Research project TEFRA

The Technology and the bio-anthropology of the use of FiRe on human remains in the Aegean

The effect of fire on human remains is one of the most powerful techniques of transforming the body after death and breaking it into several parts without entirely destroying it. The exposure of the body to fire causes various physical and chemical alterations that involve shrinkage, breakage, warping, complete deformation, removal of the organic component, and modification of the inorganic crystal component of the bones.

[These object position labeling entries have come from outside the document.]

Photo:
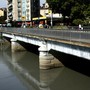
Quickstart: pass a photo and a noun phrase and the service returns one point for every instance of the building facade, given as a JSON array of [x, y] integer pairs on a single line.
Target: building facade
[[22, 10]]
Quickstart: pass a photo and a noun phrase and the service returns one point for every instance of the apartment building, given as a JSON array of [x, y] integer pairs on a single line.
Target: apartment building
[[22, 10]]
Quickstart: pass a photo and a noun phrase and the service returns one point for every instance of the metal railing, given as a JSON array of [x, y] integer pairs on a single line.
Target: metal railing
[[69, 35]]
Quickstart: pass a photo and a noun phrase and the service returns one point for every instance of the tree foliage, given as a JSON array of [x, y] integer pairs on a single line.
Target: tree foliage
[[75, 10]]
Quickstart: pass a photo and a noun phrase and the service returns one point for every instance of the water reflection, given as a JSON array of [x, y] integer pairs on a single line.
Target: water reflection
[[26, 67]]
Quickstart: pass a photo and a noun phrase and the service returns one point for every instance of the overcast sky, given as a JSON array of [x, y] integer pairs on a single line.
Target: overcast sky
[[4, 4]]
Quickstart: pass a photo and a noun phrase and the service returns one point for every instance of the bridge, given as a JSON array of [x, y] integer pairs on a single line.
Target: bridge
[[73, 42]]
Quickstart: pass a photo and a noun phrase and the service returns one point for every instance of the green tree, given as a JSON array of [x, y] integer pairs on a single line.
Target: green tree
[[75, 10]]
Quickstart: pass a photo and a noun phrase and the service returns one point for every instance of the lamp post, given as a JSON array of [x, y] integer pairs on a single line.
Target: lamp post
[[51, 19]]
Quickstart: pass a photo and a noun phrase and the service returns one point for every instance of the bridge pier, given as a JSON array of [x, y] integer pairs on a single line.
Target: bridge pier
[[47, 60], [15, 46]]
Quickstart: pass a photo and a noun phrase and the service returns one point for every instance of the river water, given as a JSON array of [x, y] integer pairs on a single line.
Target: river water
[[20, 71]]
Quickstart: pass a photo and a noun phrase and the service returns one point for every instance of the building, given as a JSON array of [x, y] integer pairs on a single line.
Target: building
[[3, 15], [22, 10]]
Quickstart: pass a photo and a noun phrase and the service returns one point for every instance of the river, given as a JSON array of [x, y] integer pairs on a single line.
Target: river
[[20, 71]]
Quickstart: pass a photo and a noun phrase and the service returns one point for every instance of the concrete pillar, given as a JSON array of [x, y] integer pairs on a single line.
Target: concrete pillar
[[15, 46], [47, 60]]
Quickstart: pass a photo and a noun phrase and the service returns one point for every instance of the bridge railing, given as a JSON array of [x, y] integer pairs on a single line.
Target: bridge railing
[[69, 35]]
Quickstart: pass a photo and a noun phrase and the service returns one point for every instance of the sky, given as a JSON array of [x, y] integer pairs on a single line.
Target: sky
[[4, 4]]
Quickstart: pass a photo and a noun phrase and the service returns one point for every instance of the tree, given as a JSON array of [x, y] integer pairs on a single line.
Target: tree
[[74, 10]]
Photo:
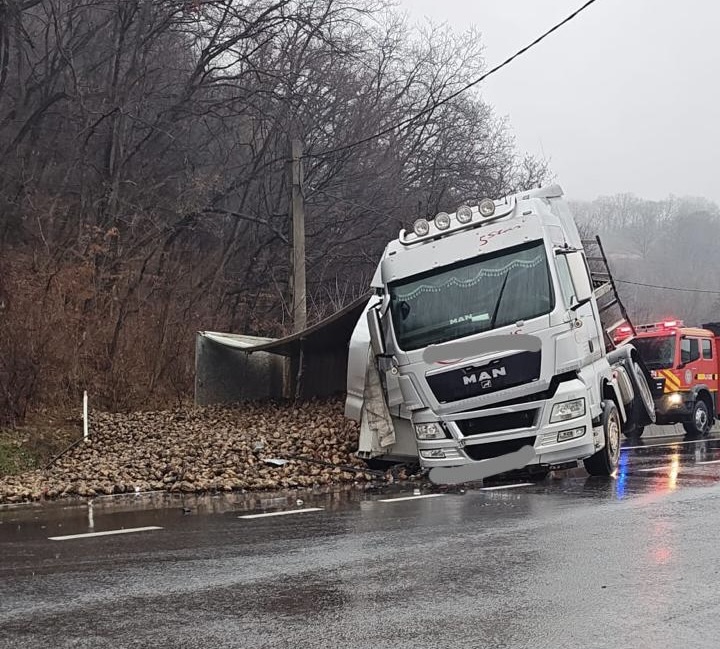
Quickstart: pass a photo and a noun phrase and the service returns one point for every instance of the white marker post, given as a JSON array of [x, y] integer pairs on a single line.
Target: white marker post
[[85, 423]]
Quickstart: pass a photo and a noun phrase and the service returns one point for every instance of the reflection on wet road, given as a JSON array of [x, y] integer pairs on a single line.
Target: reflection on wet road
[[571, 561]]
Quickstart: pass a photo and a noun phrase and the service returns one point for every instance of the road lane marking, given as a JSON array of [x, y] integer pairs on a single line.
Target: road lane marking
[[283, 513], [397, 500], [522, 484], [692, 441], [88, 535]]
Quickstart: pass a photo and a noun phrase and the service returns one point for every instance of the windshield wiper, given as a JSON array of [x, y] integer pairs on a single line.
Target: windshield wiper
[[496, 310]]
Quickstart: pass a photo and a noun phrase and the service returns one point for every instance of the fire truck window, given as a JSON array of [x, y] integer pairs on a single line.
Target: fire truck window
[[707, 348], [689, 350]]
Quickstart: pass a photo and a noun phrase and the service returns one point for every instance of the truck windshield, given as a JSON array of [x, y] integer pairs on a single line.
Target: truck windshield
[[472, 296], [658, 352]]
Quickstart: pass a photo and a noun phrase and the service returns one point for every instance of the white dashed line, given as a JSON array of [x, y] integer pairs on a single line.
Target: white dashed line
[[692, 441], [522, 484], [283, 513], [397, 500], [88, 535]]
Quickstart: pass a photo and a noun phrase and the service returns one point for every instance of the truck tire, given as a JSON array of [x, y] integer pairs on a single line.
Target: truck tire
[[605, 461], [699, 423]]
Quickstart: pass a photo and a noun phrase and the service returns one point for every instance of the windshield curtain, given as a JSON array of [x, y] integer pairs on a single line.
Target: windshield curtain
[[472, 296], [658, 352]]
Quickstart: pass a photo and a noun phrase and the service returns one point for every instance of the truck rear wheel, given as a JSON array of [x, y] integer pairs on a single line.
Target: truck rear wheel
[[605, 461], [699, 423]]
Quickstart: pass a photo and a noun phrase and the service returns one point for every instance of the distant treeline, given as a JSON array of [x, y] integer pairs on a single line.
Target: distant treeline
[[672, 244]]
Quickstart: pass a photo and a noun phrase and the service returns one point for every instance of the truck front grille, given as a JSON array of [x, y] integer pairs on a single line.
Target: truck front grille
[[496, 423], [496, 449], [485, 378]]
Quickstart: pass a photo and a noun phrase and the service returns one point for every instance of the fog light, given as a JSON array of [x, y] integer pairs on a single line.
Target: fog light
[[429, 431], [421, 227], [565, 435], [433, 454], [487, 207], [567, 410], [442, 221], [464, 214]]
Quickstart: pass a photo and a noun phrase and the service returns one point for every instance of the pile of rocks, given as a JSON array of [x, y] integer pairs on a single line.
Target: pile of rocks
[[201, 450]]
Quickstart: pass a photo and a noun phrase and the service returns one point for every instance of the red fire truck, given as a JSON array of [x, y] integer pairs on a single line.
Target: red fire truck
[[685, 366]]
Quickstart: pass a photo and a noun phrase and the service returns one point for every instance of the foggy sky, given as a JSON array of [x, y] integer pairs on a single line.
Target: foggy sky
[[621, 99]]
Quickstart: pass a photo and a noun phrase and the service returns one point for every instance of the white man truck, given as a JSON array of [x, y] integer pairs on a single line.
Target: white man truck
[[486, 333]]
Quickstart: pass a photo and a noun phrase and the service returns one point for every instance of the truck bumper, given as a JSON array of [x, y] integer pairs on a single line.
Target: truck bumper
[[555, 443]]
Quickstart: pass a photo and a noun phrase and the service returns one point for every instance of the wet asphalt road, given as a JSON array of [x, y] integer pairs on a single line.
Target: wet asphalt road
[[571, 562]]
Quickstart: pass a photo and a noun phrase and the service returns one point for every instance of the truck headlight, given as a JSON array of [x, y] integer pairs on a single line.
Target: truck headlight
[[429, 431], [567, 410], [433, 454]]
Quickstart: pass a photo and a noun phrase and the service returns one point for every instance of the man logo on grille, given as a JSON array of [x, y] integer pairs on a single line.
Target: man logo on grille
[[484, 377]]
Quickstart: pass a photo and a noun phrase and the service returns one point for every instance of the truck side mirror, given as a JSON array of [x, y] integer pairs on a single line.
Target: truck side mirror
[[579, 277], [377, 339]]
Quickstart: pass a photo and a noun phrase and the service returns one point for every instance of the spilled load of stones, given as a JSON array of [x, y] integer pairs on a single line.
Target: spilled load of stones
[[258, 446]]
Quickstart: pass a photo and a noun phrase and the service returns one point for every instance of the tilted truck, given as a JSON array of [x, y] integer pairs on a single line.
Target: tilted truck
[[431, 375], [685, 367]]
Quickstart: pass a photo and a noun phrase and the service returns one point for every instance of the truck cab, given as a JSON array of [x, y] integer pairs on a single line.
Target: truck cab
[[485, 337], [684, 364]]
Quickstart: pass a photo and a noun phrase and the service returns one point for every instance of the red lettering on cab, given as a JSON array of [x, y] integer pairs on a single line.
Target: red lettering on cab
[[485, 238]]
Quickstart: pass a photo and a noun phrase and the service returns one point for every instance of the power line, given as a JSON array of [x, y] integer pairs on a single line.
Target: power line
[[452, 96], [668, 288]]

Varying degrees of heat-induced effects predominate on human remains due to fire set up deliberately in direct contact with the human body. These are interpreted as the result of an elaborate and time-consuming procedure widely known as cremation. Similar effects are also evident when burning is applied in funerary contexts as an act of fumigation, practical cleansing of the human bones, or a symbolic practice. Variations in the firing procedure may reflect different social behaviors and ideological and cosmological attitudes to the human body by the living communities.

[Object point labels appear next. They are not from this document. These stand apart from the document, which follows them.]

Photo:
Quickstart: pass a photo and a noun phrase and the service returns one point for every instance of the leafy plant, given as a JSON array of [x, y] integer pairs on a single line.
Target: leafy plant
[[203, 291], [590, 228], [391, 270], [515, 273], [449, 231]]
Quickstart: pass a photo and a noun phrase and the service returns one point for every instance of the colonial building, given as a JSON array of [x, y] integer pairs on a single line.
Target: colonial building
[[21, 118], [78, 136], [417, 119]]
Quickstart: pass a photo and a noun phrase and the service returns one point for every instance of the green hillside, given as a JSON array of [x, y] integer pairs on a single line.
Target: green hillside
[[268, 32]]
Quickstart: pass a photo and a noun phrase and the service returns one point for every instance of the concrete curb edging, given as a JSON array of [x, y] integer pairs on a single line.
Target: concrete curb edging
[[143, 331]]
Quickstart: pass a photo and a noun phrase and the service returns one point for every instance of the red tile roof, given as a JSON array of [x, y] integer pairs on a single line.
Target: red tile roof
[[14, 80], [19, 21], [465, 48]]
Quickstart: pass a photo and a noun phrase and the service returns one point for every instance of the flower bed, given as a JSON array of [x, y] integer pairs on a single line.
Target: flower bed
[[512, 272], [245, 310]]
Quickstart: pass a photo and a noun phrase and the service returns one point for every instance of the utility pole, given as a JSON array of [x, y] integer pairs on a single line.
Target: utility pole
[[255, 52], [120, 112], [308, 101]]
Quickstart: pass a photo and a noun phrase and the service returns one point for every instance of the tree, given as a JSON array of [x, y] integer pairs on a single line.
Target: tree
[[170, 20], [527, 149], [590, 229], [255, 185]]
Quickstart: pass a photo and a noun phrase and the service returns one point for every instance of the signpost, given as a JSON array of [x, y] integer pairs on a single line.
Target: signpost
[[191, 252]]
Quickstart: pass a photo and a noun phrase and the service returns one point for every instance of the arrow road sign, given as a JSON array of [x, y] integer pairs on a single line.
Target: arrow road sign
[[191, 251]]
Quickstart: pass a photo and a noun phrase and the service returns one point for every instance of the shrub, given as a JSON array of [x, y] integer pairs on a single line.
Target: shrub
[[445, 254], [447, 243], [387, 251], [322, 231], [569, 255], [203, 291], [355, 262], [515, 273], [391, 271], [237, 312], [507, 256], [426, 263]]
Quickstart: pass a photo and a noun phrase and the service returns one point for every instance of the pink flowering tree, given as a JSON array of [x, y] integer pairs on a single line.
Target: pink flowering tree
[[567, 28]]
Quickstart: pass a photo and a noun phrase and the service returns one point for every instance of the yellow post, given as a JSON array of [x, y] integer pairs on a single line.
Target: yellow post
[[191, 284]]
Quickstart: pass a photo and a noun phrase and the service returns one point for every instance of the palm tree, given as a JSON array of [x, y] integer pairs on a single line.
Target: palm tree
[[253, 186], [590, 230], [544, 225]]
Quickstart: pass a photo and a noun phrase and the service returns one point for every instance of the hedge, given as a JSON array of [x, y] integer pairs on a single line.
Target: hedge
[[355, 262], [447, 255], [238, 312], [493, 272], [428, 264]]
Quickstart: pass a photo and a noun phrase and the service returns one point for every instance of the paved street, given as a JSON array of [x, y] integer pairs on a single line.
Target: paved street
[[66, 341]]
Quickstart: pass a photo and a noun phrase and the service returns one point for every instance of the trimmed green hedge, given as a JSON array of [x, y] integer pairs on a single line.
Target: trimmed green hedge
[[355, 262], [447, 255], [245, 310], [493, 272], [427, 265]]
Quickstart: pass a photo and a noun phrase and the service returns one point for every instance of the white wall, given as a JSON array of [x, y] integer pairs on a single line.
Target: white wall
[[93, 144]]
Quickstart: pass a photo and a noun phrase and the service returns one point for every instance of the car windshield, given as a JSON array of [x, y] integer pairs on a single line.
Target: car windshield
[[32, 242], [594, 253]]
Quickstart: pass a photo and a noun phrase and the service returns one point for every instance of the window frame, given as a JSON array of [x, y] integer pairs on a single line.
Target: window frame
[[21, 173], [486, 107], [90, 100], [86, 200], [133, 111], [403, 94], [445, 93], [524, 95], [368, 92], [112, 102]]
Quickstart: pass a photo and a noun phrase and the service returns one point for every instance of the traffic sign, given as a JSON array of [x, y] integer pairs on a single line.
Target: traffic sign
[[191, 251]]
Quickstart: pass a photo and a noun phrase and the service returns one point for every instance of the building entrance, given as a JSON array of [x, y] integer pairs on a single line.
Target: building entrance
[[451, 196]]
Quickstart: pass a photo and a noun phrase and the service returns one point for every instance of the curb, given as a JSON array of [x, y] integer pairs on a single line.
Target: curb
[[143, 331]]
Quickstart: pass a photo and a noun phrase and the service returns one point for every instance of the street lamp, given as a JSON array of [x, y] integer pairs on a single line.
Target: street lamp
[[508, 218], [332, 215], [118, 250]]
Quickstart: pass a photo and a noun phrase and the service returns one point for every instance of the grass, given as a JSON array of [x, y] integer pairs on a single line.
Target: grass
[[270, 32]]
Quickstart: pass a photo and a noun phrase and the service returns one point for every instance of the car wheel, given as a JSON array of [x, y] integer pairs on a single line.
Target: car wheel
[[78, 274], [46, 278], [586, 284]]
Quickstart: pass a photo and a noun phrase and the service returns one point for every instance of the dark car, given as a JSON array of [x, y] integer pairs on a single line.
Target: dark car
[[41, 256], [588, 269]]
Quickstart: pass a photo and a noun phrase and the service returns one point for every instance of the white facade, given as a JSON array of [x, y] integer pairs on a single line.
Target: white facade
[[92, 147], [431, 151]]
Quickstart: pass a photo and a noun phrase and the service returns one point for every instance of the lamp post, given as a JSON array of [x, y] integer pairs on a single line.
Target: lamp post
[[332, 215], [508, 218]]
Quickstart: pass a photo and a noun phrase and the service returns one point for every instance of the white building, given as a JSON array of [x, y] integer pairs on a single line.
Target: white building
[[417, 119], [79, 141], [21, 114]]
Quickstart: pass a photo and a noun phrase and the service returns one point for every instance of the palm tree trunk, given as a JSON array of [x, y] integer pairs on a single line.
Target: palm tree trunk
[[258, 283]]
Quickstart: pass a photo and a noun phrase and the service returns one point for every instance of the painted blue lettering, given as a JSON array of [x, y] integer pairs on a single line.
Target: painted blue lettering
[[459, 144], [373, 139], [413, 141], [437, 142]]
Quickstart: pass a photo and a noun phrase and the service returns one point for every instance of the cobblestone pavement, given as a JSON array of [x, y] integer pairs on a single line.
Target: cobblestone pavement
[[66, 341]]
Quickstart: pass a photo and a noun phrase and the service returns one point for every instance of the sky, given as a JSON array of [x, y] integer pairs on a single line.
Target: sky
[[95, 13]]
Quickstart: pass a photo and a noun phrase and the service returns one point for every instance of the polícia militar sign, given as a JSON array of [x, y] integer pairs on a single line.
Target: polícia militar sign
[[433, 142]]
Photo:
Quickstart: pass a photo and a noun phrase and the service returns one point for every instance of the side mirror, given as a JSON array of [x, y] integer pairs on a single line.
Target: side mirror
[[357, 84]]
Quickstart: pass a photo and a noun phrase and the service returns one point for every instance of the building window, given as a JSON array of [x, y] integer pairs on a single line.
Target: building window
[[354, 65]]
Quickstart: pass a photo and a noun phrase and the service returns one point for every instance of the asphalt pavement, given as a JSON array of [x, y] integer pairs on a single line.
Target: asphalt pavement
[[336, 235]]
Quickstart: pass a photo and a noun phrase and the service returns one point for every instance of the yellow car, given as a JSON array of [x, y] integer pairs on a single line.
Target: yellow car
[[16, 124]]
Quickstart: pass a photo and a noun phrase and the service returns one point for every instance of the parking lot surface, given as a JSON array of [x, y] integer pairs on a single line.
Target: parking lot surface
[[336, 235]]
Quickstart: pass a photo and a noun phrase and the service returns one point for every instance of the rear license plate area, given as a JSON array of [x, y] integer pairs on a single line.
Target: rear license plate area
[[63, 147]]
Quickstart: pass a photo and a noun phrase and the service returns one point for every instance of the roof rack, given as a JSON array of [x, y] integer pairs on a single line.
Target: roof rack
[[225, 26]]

In ancient Greece, the burning of the human body was identified almost exclusively with the practice of cremation. The use of fire in funerary ceremonies has been observed, without interruption and with a variety in the treatment of the dead, as early as in the Neolithic period (7th-4th mill. BCE) and the Bronze Age (3rd-2nd mill. BCE). Later on, cremation marks the Early Iron Age in Greece (11th-9th c. BC), when it either dominates or co-exists in high proportions with inhumations on a broad regional scale.

Although the practice was extensively discussed within the context of the social transformations that took place in the Early Iron Age, the particular components of the burning of the human body, such as the technology of fire and the bio-anthropology of the people who were subjected to thermal alterations were never investigated in-depth at a regional as well as a temporal scale. Macroscopic studies of human remains from ancient Greece are limited, while novel analytical microscopic and isotopic methods on heat-induced bone remains have never been undertaken.